Though the Obama administration has exempted some 100 million Americans from the HHS mandate – including companies such as Pepsi, Chevron, and Exxon, the entire city of New York, and the U.S. military – the same administration insists that those who are defending their faith must be coerced into complying with the mandate or pay millions of dollars in punitive fines.

Dr. Alveda King, niece of Dr. Martin Luther King, Jr. and director of Civil Rights for the Unborn—Priests for Life’s African American outreach program—said the lawsuit she and Priests for Life brought before the Supreme Court this month brings to mind the civil rights battles of the 1950s and 60s.

King said in a statement:

When I was growing up, the government denied my basic civil rights because of the color of my skin.
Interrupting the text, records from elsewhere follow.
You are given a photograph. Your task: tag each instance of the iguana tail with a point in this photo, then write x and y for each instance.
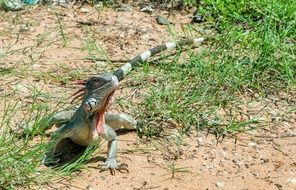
(126, 68)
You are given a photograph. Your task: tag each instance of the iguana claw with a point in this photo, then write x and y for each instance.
(112, 166)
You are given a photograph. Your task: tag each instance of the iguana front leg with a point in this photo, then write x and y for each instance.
(117, 121)
(61, 133)
(111, 163)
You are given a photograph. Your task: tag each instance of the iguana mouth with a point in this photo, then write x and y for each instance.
(99, 119)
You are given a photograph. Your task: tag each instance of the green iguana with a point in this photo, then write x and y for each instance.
(91, 121)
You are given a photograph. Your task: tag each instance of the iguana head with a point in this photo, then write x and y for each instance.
(99, 91)
(97, 94)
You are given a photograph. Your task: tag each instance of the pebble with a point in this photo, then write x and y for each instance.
(147, 9)
(220, 184)
(100, 63)
(84, 10)
(292, 181)
(252, 144)
(21, 88)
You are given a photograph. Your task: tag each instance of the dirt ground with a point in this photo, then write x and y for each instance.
(32, 42)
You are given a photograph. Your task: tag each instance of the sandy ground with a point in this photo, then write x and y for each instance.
(32, 41)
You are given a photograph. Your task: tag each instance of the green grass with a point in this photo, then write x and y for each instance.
(252, 53)
(21, 150)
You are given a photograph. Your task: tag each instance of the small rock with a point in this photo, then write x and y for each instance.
(220, 184)
(90, 187)
(292, 181)
(199, 139)
(162, 21)
(147, 9)
(21, 88)
(252, 144)
(100, 63)
(197, 18)
(84, 10)
(124, 7)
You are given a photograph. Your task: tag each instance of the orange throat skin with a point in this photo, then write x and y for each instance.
(99, 119)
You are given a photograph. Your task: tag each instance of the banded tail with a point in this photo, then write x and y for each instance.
(126, 68)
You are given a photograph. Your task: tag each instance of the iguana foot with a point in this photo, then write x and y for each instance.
(112, 165)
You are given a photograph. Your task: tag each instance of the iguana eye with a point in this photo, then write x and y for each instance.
(95, 82)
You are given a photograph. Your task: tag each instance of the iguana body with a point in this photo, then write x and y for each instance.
(84, 125)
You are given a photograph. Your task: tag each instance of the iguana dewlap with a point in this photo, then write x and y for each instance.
(91, 121)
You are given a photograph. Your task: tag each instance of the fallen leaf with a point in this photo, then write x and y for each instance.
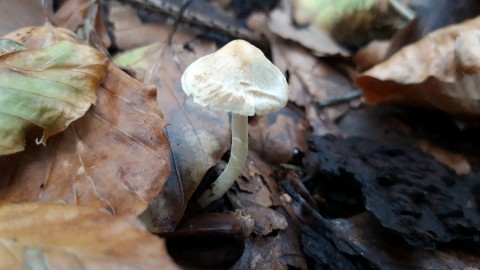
(310, 79)
(49, 88)
(275, 136)
(8, 46)
(73, 15)
(21, 13)
(408, 191)
(455, 161)
(370, 55)
(198, 136)
(209, 241)
(266, 219)
(363, 236)
(115, 157)
(439, 71)
(38, 37)
(70, 237)
(315, 39)
(280, 251)
(365, 20)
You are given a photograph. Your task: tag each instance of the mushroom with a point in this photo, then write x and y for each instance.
(237, 78)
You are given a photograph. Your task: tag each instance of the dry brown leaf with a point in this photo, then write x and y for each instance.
(73, 15)
(199, 136)
(311, 37)
(371, 54)
(42, 236)
(130, 32)
(442, 71)
(275, 136)
(36, 37)
(20, 13)
(115, 157)
(310, 79)
(266, 219)
(48, 88)
(457, 162)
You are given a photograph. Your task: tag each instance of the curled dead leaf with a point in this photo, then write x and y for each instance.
(42, 236)
(442, 71)
(115, 157)
(49, 88)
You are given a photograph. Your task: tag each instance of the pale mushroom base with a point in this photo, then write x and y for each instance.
(238, 158)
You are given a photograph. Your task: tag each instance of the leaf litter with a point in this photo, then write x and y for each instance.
(281, 237)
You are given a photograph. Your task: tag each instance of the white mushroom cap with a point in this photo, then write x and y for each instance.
(237, 78)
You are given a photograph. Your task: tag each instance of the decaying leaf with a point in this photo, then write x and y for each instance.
(115, 157)
(17, 14)
(310, 79)
(442, 71)
(365, 19)
(43, 236)
(49, 88)
(363, 236)
(131, 32)
(74, 15)
(276, 136)
(8, 46)
(198, 136)
(408, 191)
(315, 39)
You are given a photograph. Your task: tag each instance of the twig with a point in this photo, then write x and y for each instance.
(306, 207)
(178, 19)
(197, 19)
(339, 100)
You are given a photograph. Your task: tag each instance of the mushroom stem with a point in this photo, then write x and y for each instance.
(238, 158)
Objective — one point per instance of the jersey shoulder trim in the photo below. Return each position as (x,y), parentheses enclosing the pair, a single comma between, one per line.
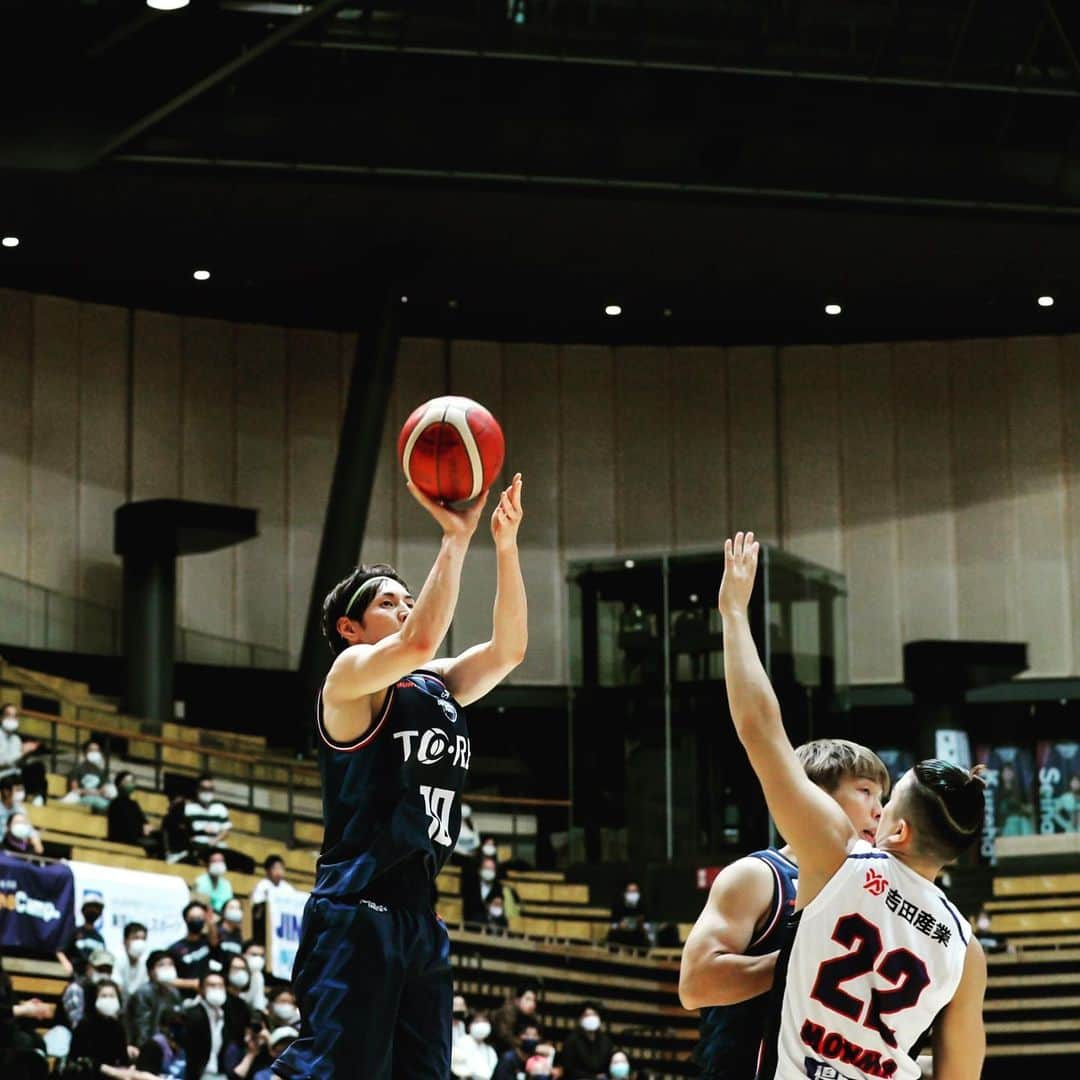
(365,739)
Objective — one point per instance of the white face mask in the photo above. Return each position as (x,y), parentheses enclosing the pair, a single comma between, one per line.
(108,1007)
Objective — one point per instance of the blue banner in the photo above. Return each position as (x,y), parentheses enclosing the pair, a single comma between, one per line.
(37,905)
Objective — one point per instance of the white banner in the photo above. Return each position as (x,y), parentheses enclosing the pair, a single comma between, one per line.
(154,900)
(284,919)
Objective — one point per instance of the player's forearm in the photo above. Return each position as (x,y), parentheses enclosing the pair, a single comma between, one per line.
(754,706)
(431,616)
(726,979)
(510,621)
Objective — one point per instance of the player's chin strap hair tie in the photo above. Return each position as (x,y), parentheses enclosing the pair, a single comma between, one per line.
(372,585)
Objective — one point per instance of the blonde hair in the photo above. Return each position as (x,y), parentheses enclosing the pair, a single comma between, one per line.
(827,761)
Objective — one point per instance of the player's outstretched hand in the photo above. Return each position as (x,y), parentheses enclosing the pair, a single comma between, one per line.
(740,568)
(508,515)
(454,523)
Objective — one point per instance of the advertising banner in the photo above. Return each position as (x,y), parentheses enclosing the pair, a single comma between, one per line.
(154,900)
(284,919)
(36,905)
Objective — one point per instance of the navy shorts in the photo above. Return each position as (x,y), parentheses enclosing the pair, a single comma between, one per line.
(375,990)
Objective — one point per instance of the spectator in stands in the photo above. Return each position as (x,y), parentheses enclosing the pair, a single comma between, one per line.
(21,836)
(512,1063)
(206,1038)
(588,1051)
(127,823)
(629,920)
(255,995)
(214,885)
(473,1058)
(86,939)
(130,971)
(14,754)
(99,1036)
(163,1053)
(191,953)
(207,818)
(89,781)
(511,1015)
(79,996)
(152,1000)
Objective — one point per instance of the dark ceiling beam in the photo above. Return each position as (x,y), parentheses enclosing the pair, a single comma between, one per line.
(613,185)
(279,37)
(687,66)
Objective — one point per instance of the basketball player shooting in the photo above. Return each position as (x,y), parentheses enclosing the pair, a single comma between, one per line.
(373,972)
(878,953)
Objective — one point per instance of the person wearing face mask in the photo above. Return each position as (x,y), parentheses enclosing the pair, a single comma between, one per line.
(191,954)
(207,818)
(473,1058)
(152,999)
(130,971)
(586,1051)
(99,1036)
(255,995)
(89,781)
(214,885)
(629,920)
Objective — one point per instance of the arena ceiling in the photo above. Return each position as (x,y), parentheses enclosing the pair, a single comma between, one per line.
(737,163)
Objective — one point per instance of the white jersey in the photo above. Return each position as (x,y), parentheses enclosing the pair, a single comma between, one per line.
(876,955)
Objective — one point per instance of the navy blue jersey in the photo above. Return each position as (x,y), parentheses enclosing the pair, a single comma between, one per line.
(393,796)
(731,1035)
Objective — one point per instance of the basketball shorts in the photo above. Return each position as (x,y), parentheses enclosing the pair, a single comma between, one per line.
(375,991)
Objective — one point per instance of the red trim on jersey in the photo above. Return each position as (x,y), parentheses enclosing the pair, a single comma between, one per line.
(365,739)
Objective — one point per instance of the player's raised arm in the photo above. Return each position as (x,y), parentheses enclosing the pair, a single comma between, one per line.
(811,822)
(480,669)
(363,669)
(959,1037)
(714,970)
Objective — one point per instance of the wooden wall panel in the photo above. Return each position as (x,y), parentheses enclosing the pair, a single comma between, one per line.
(313,397)
(205,583)
(586,434)
(699,423)
(260,447)
(928,586)
(530,415)
(1037,453)
(752,443)
(985,511)
(810,454)
(869,504)
(643,460)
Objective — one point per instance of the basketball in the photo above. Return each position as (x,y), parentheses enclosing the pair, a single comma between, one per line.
(451,448)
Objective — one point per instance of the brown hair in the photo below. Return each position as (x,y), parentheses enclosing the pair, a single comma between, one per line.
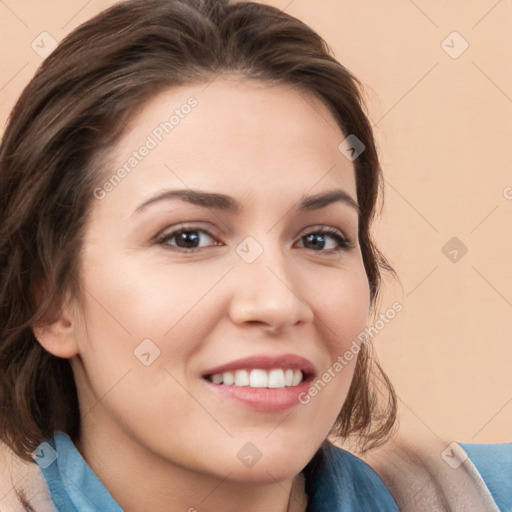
(76,107)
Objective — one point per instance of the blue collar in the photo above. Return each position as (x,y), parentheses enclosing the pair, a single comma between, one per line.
(336,481)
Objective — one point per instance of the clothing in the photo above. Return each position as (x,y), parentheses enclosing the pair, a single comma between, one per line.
(335,481)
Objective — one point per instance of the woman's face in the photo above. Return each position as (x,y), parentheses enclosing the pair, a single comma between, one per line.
(163,310)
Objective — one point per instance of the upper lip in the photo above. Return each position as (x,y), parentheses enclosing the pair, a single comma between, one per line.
(266,362)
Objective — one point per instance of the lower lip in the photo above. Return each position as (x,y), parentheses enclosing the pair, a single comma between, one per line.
(263,399)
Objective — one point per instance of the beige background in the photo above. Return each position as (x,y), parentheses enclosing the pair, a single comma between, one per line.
(443,126)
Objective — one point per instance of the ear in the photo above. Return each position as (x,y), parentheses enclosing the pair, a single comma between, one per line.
(56,332)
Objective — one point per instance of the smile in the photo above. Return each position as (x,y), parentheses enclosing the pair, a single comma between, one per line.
(258,378)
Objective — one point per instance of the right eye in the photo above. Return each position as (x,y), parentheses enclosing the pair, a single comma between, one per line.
(186,238)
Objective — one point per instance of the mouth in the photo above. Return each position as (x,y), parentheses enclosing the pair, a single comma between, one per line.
(260,378)
(263,383)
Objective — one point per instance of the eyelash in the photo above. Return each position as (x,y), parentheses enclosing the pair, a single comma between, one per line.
(344,243)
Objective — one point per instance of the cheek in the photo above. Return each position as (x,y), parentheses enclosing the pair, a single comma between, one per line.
(344,307)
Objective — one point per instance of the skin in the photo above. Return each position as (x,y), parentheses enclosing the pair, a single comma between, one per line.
(155,435)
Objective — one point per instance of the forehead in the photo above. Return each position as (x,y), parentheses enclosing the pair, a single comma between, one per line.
(249,137)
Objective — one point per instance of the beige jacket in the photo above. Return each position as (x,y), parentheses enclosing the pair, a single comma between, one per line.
(412,469)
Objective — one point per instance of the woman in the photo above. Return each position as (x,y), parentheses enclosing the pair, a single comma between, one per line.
(144,370)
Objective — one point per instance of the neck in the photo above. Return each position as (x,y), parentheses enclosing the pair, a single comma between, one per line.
(139,479)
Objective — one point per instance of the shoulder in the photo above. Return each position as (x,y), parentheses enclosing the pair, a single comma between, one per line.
(494,465)
(338,480)
(22,486)
(429,473)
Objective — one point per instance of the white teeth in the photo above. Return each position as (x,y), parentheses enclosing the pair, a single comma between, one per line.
(241,378)
(257,378)
(276,379)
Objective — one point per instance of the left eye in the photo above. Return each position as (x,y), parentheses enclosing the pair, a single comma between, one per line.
(187,239)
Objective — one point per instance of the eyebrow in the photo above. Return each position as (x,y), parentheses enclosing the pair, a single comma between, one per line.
(227,203)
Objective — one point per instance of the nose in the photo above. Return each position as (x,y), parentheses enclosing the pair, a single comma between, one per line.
(267,292)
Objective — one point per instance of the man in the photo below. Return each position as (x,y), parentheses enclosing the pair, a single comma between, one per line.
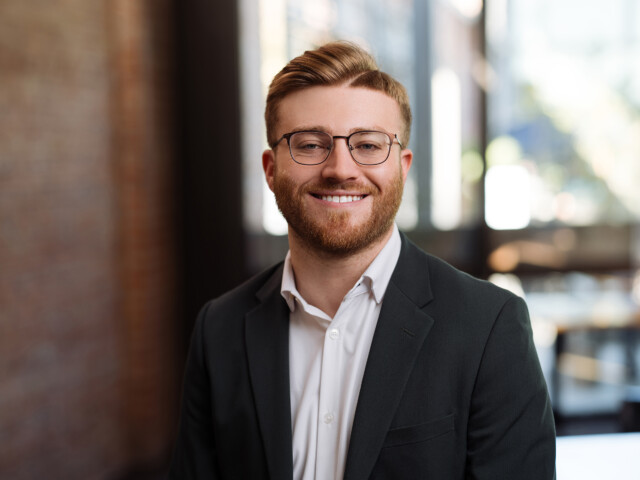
(359,356)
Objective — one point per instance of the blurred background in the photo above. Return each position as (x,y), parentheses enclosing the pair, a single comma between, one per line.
(131,191)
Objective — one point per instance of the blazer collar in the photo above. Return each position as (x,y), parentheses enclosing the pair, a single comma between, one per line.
(267,344)
(401,330)
(400,333)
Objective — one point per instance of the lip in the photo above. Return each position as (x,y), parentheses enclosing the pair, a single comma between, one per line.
(339,198)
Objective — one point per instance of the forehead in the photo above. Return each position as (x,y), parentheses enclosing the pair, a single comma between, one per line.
(338,109)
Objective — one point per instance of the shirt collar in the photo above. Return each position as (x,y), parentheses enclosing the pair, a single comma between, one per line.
(376,277)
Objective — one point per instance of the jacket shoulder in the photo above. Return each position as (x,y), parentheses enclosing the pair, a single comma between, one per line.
(245,296)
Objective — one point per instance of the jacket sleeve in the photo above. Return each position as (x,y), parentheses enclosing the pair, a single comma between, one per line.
(194,455)
(511,431)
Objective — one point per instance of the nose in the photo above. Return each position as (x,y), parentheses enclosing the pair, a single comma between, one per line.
(340,164)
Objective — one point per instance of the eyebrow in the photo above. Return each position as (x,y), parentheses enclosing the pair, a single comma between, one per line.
(318,128)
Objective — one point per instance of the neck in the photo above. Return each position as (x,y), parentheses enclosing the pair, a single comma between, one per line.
(323,279)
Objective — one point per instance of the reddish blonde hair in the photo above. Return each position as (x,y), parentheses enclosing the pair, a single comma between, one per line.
(334,63)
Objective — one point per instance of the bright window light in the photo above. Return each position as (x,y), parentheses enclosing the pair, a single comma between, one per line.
(446,187)
(507,197)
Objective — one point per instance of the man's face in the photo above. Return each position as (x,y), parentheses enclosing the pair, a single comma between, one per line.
(338,207)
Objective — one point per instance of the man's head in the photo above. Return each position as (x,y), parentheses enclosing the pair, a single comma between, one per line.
(337,162)
(335,63)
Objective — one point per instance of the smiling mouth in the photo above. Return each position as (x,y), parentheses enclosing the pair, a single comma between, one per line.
(339,198)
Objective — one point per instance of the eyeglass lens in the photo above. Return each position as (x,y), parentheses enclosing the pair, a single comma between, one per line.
(368,148)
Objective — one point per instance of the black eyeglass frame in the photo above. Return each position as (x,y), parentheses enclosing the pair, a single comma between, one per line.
(333,137)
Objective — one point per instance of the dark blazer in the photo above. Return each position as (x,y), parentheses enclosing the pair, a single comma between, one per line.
(452,388)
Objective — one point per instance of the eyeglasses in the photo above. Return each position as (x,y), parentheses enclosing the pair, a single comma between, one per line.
(313,147)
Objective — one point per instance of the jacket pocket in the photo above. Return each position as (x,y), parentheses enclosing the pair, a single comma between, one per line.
(419,433)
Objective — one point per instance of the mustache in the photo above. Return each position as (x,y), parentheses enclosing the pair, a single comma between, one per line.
(329,186)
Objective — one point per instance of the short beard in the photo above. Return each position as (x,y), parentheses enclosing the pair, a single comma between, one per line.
(333,234)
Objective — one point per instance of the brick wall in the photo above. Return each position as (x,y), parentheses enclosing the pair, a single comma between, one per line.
(87,298)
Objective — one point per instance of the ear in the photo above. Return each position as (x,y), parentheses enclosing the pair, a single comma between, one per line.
(268,165)
(406,158)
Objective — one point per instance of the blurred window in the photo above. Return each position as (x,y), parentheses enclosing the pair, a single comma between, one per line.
(563,112)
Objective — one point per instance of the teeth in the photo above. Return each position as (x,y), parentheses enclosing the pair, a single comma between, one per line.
(341,198)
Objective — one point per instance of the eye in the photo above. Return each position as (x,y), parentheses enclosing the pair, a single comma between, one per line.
(309,146)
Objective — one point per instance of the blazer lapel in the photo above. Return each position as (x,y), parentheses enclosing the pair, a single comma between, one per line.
(401,330)
(267,343)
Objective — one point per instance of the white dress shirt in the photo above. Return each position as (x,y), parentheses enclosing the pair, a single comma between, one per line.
(327,358)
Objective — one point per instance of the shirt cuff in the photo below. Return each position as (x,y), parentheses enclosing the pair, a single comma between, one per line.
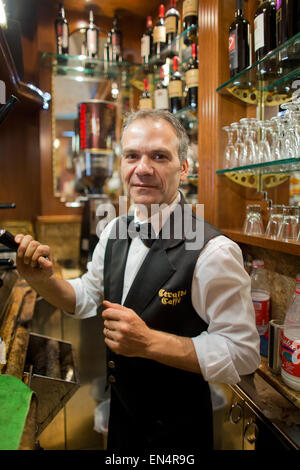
(215,362)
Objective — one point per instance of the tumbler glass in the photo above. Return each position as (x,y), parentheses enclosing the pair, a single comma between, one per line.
(289,227)
(275,220)
(253,222)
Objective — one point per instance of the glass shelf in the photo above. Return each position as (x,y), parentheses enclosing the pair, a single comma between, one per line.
(287,165)
(85,68)
(271,80)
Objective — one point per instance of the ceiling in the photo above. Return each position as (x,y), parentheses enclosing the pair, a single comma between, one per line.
(107,8)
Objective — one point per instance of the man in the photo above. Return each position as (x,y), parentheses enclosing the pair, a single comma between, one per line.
(174,318)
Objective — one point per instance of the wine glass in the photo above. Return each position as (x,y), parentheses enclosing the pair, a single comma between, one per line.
(230,155)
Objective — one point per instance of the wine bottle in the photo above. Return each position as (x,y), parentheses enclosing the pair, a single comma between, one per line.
(161,98)
(62,32)
(175,88)
(159,36)
(239,41)
(147,43)
(172,24)
(192,79)
(91,38)
(145,99)
(116,41)
(190,18)
(287,20)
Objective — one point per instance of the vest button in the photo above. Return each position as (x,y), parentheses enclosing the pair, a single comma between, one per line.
(112,379)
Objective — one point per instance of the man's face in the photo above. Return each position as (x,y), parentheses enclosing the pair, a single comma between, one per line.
(150,164)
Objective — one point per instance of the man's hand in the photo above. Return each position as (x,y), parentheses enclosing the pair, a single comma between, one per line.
(125,332)
(33,259)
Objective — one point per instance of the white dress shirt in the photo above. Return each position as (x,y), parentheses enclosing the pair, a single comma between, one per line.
(220,295)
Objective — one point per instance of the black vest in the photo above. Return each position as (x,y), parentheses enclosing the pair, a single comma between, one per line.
(156,397)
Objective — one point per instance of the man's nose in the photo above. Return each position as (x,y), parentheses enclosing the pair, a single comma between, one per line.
(144,166)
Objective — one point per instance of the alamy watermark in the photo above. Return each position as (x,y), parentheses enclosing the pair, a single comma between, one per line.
(180,225)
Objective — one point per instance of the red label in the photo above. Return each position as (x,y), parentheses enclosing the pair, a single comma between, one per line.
(231,42)
(290,355)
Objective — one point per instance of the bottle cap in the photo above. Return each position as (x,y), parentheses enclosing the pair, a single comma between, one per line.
(161,11)
(258,263)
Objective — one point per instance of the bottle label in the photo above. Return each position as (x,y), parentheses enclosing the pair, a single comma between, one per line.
(159,34)
(170,23)
(92,41)
(261,304)
(161,99)
(192,78)
(175,89)
(145,46)
(190,8)
(145,103)
(259,33)
(233,55)
(290,355)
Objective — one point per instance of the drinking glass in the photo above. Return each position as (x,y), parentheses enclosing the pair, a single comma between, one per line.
(275,220)
(239,144)
(289,227)
(231,158)
(253,222)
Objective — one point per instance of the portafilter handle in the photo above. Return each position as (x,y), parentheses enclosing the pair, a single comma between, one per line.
(7,239)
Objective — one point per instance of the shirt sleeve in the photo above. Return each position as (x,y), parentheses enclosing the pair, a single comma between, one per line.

Today, the government is trying to deny my God-given right to practice my faith for reasons that also make no sense. The oral arguments to be held before the Supreme Court this Wednesday in the case that Priests for Life, I, and many others are bringing against the HHS mandate is really a continuation of the Civil Rights movement I knew as a child.

King said the case before the high court is about the basic rights of all Americans.

“If bureaucrats are allowed to dictate what we must believe, we are not free,” she continued. “And make no mistake, the HHS mandate is not a rule passed or even envisioned by Congress, it’s a regulation drawn up by unelected, unrepresentative people who think that their agenda is more important than our freedom.”

“The government was wrong in the 1950s and 60s – it’s wrong again today,” King asserted.